Skip Navigation

Mid-America Transportation Center

Evaluation of Low-Cost Intersection Countermeasures to Reduce Red Light Running Violations

Final Report
click to download report


Researchers

  • Principal Investigator: Sunanda Dissanayake (sunanda@ksu.edu 785-532-1540)
  • Co-Principal Investigator: Steven Schrock (schrock@ku.edu (785) 864-3418)
  • Project Status
    Complete
    About this Project
    Brief Project Description & Background
    Red light running (RLR) crashes are a serious safety concern at signalized intersections. Many communities have installed automated enforcement as a way to enforce red light violations at high-crash intersections. However, automated enforcement may not always be practical for an intersection or cannot be implemented due to state legislation. Many communities have implemented low-cost countermeasures at intersections (e.g. confirmation lights, reflective back plates, advance beacons, or enhanced signage) to alert the driver or aid law enforcement officials in capturing violators. For this analysis, a before and after reduction or increase in red light running violations will be used as a surrogate measure to crash data to evaluate red light running countermeasures and the spillover effect at select intersections in Kansas. The results of this research study is expected to have an immediate impact in the State of Kansas with legislation preventing automated enforcement to be installed and communities seeking low-cost ways to reduce red light running at signalized intersections.
    Research Objective
    The primary objective of this study is to evaluate various available low-cost red light running contermeasures and then to evaluate the effectiveness of the most suitable selected countermeasure at signalized intersections in Kansas.
    Potential Benefits
    It is expected that this project will be highly publicized and visible within the communities selected for intersection evaluation. It is expected that a reduction in RLR violations will occur as a result of this project. It is also expected that an excellent collaboration effort by the research team and communities selected will also be a result of the project. Finally, it is expected that this project will be of interest to many large communities in the State of Kansas who are trying to implement low-cost strategies to reduce red light running violations with Kansas law that makes automated enforcement illegal.
    Abstract
    Red light running (RLR) crashes are a serious safety concern at signalized intersections. In 2009 it was reported that 676 fatalities (FHWA, 2011) and 130,000 injuries were due to red light running crashes in the United States (IIHS, 2011). The Insurance Institute for Highway Safety (IIHS) reported that in 2007 over half of the red lights running fatalities were passengers of the violating vehicle, both passengers and the driver of the vehicle that was collided into, or pedestrians within the intersection (IIHS, 2007). Many communities have installed automated enforcement as a way to enforce red light violations at high-crash intersections. In 2011, it was estimated that over 538 communities had installed automated enforcement (IIHS, 2011). However, automated enforcement may not be practical for an intersection or cannot be implemented due to state legislation. Many communities have implemented low-cost countermeasures at intersections (e.g. confirmation lights, reflective back plates, advance beacons, or enhanced signage) to alert the driver or aid law enforcement officials in capturing violators.

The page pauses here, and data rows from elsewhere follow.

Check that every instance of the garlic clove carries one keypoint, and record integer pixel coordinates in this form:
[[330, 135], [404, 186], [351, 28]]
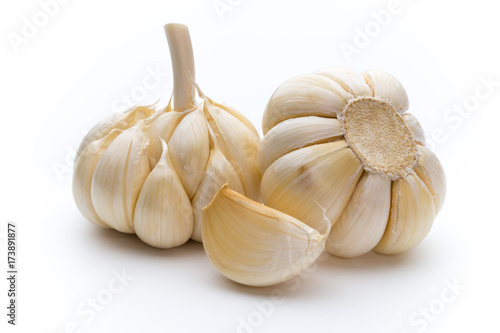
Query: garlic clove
[[239, 144], [161, 129], [324, 175], [235, 113], [256, 245], [388, 88], [351, 81], [363, 221], [189, 150], [219, 172], [431, 172], [305, 95], [295, 133], [415, 127], [121, 121], [163, 215], [410, 218], [82, 176], [119, 176]]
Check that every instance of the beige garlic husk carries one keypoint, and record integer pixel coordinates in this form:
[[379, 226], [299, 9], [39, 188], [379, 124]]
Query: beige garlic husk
[[344, 140], [256, 245], [151, 170]]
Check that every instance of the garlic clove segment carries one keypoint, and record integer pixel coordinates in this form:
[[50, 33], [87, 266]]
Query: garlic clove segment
[[82, 176], [189, 150], [161, 129], [295, 133], [305, 95], [363, 220], [121, 121], [219, 172], [351, 81], [239, 144], [324, 175], [255, 245], [119, 176], [411, 216], [233, 112], [163, 216]]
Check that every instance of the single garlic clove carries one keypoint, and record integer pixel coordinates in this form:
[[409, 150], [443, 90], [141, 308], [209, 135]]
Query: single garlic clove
[[256, 245], [163, 215], [305, 95], [119, 176], [351, 81], [161, 129], [239, 144], [121, 121], [387, 87], [219, 172], [363, 221], [326, 174], [295, 133], [235, 113], [82, 176], [411, 216], [189, 150], [431, 172]]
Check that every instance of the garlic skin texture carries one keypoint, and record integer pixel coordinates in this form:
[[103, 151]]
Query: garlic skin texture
[[151, 170], [256, 245], [343, 140]]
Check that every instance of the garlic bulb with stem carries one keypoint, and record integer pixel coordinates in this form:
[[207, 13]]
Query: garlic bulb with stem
[[343, 139], [151, 170]]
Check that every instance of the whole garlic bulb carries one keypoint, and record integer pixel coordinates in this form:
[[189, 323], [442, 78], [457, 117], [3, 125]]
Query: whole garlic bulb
[[150, 171], [343, 140]]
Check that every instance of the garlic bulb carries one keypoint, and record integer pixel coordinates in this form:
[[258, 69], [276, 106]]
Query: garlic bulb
[[256, 245], [343, 140], [150, 171]]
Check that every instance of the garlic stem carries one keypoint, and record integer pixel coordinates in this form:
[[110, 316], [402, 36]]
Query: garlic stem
[[181, 54]]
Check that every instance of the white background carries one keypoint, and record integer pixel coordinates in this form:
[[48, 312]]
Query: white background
[[75, 70]]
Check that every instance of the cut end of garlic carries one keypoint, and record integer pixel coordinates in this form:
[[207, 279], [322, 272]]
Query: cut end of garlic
[[379, 137], [256, 245]]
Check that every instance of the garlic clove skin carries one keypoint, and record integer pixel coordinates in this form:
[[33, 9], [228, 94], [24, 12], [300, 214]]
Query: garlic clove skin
[[235, 113], [161, 129], [82, 176], [388, 88], [324, 175], [305, 95], [121, 121], [219, 172], [411, 216], [415, 127], [431, 172], [163, 216], [351, 81], [296, 133], [239, 144], [119, 176], [189, 150], [364, 219], [255, 245]]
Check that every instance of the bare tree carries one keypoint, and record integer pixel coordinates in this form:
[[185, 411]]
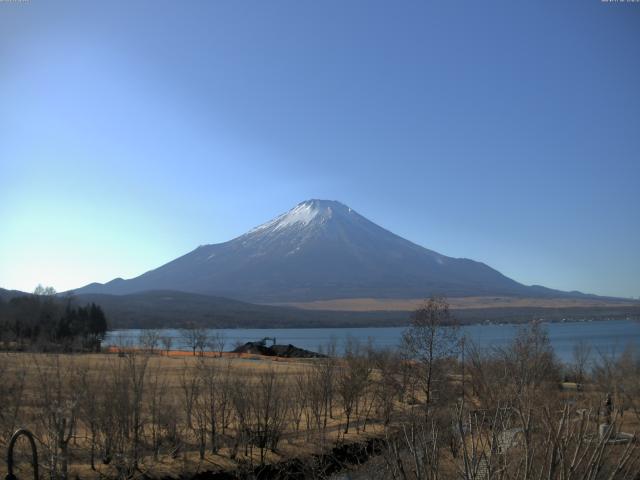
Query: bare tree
[[149, 340], [430, 340]]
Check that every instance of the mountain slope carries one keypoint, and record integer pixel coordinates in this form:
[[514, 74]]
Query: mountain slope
[[321, 250]]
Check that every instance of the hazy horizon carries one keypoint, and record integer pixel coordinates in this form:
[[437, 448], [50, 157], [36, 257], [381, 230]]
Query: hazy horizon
[[501, 132]]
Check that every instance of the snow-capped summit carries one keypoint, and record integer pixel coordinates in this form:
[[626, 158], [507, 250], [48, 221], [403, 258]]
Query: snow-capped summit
[[303, 214], [320, 249]]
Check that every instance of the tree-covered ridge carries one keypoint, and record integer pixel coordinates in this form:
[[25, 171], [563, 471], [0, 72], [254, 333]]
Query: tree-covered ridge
[[47, 322]]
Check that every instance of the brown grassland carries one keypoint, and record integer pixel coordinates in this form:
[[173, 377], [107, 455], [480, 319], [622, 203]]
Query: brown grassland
[[439, 408]]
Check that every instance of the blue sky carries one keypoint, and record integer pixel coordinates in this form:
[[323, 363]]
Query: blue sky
[[507, 132]]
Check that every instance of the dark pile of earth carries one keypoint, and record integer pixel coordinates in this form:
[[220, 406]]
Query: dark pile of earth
[[288, 351]]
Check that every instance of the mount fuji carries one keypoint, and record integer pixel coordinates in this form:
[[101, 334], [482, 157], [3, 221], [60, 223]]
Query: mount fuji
[[321, 250]]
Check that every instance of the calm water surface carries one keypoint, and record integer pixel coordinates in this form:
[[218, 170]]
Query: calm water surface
[[607, 337]]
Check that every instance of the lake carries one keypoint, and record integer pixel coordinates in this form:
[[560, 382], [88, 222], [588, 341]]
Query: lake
[[606, 336]]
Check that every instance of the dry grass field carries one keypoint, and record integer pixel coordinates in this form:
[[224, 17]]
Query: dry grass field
[[459, 303]]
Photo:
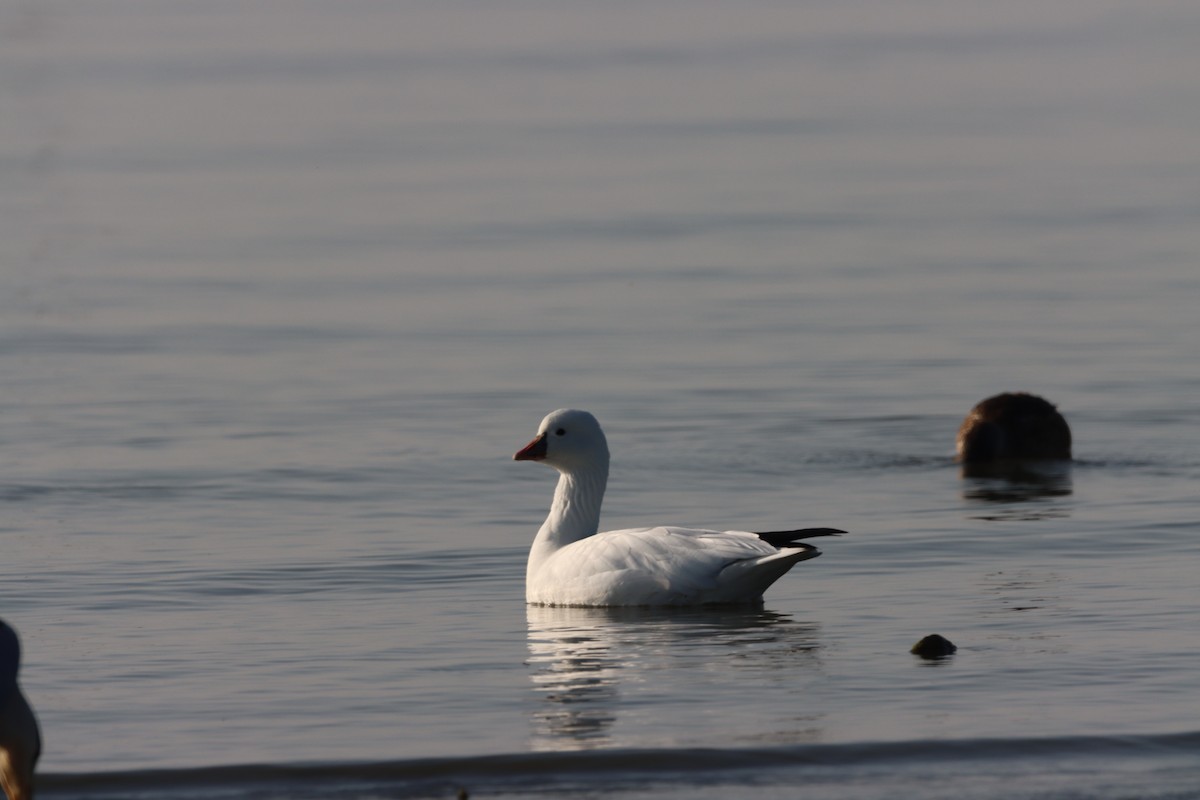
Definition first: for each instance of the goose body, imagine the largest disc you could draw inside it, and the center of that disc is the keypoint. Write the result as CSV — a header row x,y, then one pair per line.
x,y
21,741
571,564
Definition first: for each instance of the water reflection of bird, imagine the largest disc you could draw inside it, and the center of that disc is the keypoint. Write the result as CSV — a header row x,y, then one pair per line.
x,y
582,661
570,564
21,741
1013,426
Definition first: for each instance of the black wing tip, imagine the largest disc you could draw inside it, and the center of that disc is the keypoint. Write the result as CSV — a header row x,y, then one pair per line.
x,y
783,537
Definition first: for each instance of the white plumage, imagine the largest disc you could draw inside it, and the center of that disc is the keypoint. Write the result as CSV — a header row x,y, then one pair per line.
x,y
570,564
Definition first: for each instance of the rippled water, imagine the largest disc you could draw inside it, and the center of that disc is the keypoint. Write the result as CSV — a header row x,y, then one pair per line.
x,y
282,288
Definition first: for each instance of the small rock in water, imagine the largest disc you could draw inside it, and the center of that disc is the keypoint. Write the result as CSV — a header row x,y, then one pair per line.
x,y
934,647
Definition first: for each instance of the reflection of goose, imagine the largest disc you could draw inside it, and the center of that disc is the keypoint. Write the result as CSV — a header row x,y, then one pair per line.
x,y
570,564
1013,426
21,743
592,667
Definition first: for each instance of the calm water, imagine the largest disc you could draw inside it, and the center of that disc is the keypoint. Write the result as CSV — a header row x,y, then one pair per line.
x,y
283,286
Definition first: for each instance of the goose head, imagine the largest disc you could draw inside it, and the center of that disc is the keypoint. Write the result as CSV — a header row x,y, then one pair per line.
x,y
569,440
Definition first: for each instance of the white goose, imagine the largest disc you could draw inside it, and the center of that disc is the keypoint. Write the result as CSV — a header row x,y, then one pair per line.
x,y
570,564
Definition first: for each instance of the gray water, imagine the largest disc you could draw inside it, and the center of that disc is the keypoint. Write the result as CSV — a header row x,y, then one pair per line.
x,y
283,287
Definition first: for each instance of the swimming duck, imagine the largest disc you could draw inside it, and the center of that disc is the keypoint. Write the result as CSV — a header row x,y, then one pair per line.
x,y
1013,426
571,564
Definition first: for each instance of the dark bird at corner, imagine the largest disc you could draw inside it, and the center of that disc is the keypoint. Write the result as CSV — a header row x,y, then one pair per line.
x,y
1013,426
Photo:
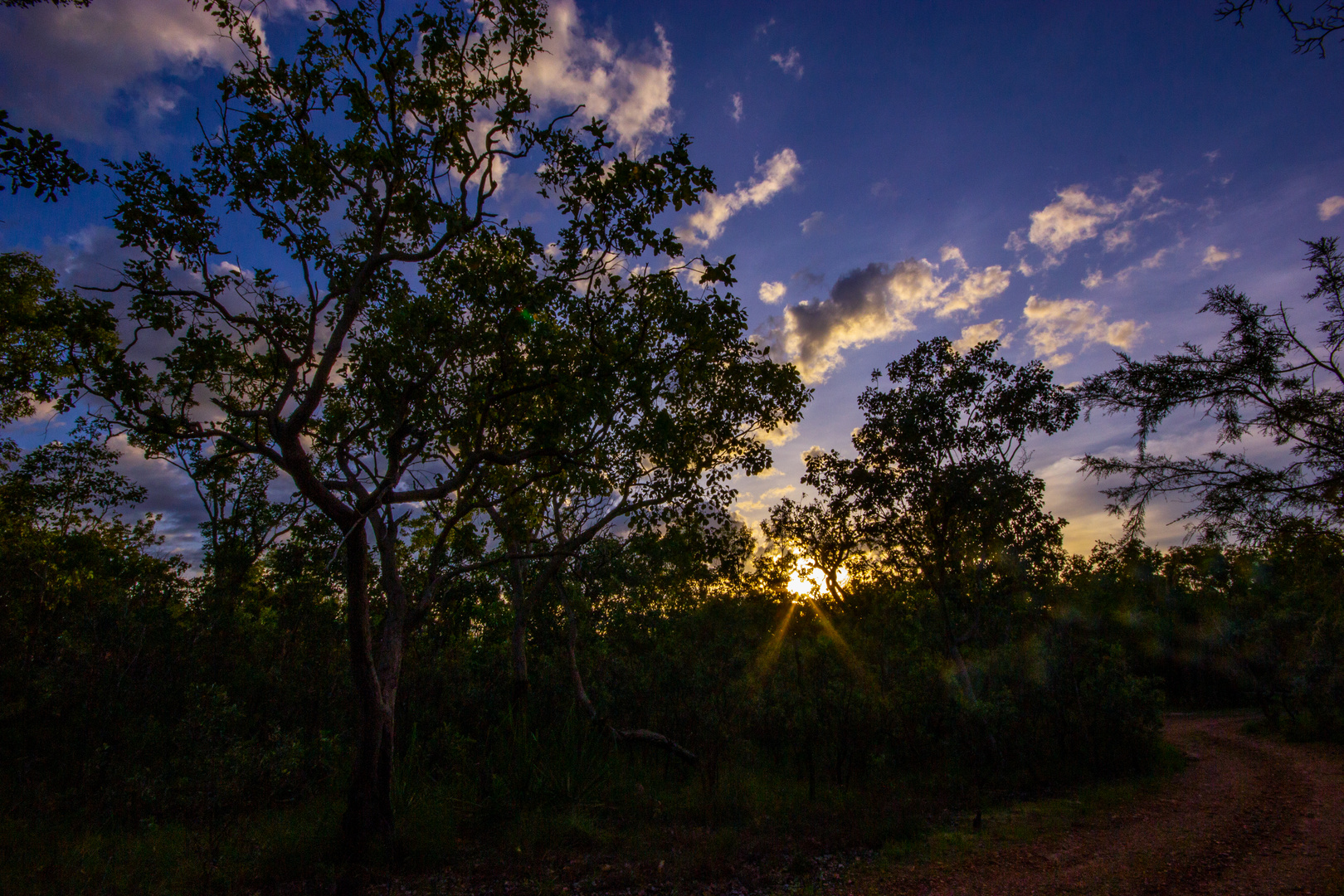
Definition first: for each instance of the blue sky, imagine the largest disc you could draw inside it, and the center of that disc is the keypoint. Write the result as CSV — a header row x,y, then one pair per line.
x,y
1070,178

    Limited research currently exists on evaluating low-cost red light running countermeasures beyond naive before and after crash analysis in response to community pressure. To fully evaluate a countermeasure, typically 3 to 6 years of before and after crash data are required, which may not always be feasible. For this analysis, a before and after reduction or increase in red light running violations will be used as a surrogate measure to crash data to evaluate red light running countermeasures and the spillover effect at select intersections in Kansas. The results of this research study is expected to have an immediate impact in the State of Kansas with legislation preventing automated enforcement to be installed and communities seeking low-cost ways to reduce red light running at signalized intersections.